Šerua (in late sources Serua) was a Mesopotamian goddess closely associated with the Assyrian head god Ashur. It is uncertain in which way they were related to each other.

Character
Šerua is best attested in association with Ashur. She was the only deity regarded as a member of his family who was innately associated with him. While references to Zababa and Ninurta as his sons are known, they were a result of partial identification with Enlil. Mullissu (Ninlil) came to be viewed as his wife in the same process. However, it is unclear how the relation between Šerua and Ashur was initially described. Whether she was originally his wife or daughter was already a subject of scholarly inquiry in the neo-Assyrian period. In modern scholarship, it is sometimes assumed that she was originally his wife, but was later demoted to the position of his daughter or sister when Mullissu became a part of the Assyrian state pantheon as Ashur's wife. A theory based on Aramaic inscriptions from the Parthian period instead makes her initial position that of a daughter of Ashur, who later came to be viewed as his second wife.

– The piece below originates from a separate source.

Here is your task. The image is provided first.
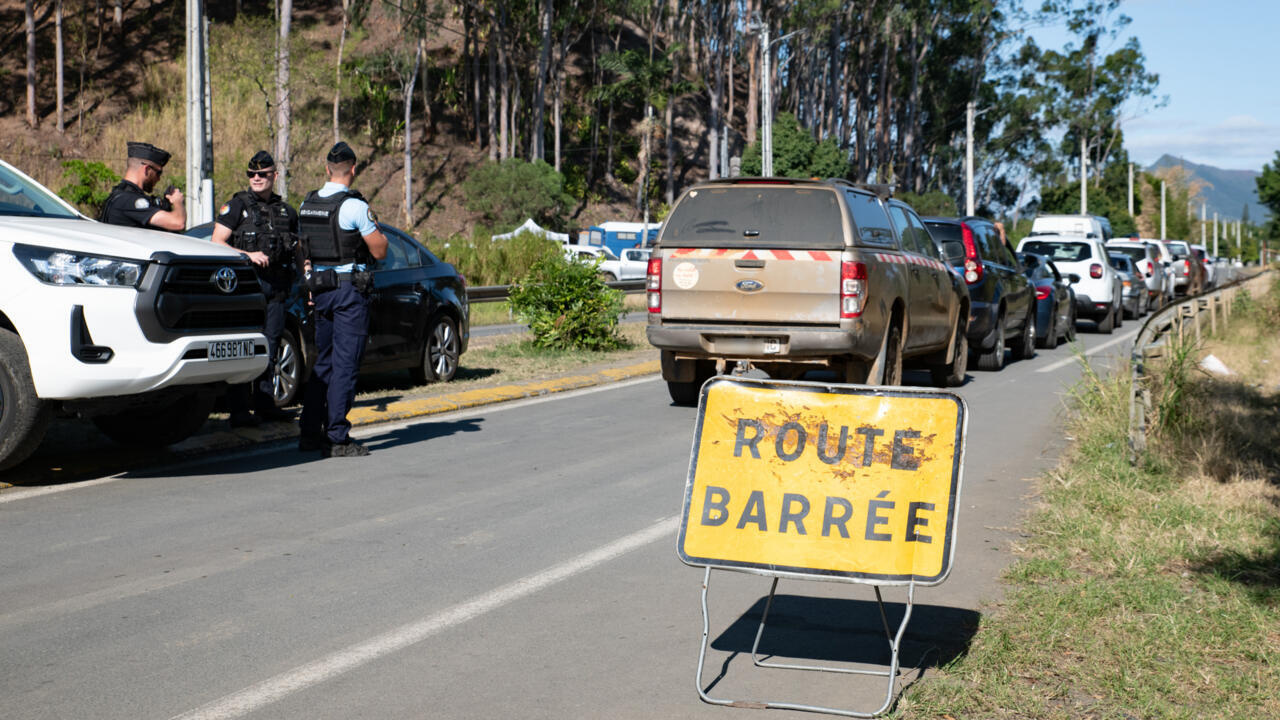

A number of ancient sources connect her name with the Akkadian word šērtum, "morning." For example, the text KAR 128 refers to her as ilat šērēti, "goddess of the morning hours." However, Manfred Krebernik points out this might only be a folk etymology.

According to Wilfred G. Lambert, Šerua should not be confused with Erua, a title of Marduk's wife Zarpanit, though other researchers do accept the possibility that writings of her name such as dEDIN-u-a or dEDIN, read as dE4-ru6, might be evidence of conflation of these two names based on their similar pronunciation.

Worship
Oldest attestations of Šerua come from the late Sargonic period. She continued to be worshiped in Assur even after the fall of the Neo-Assyrian Empire, as late as in the Parthian period. A temple of Ashur and Šerua, the E-metebalāšegiagallana (Sumerian: "house, worthy of office, provided with a bride") is known from a Babylonian text. Additionally, a possible sanctuary dedicated to her, perhaps located in a temple of Ashur, is attested in an inscription of Shalmaneser I. One of the city gates of Assur was named after her. A text called the Divine Directory of Assur in modern scholarship gives its full name as "Šerua Brings Favour on her Land." However, it does not appear in enumerations of the city's gates in other sources, such as inscriptions of Erishum I and Shalmaneser III. 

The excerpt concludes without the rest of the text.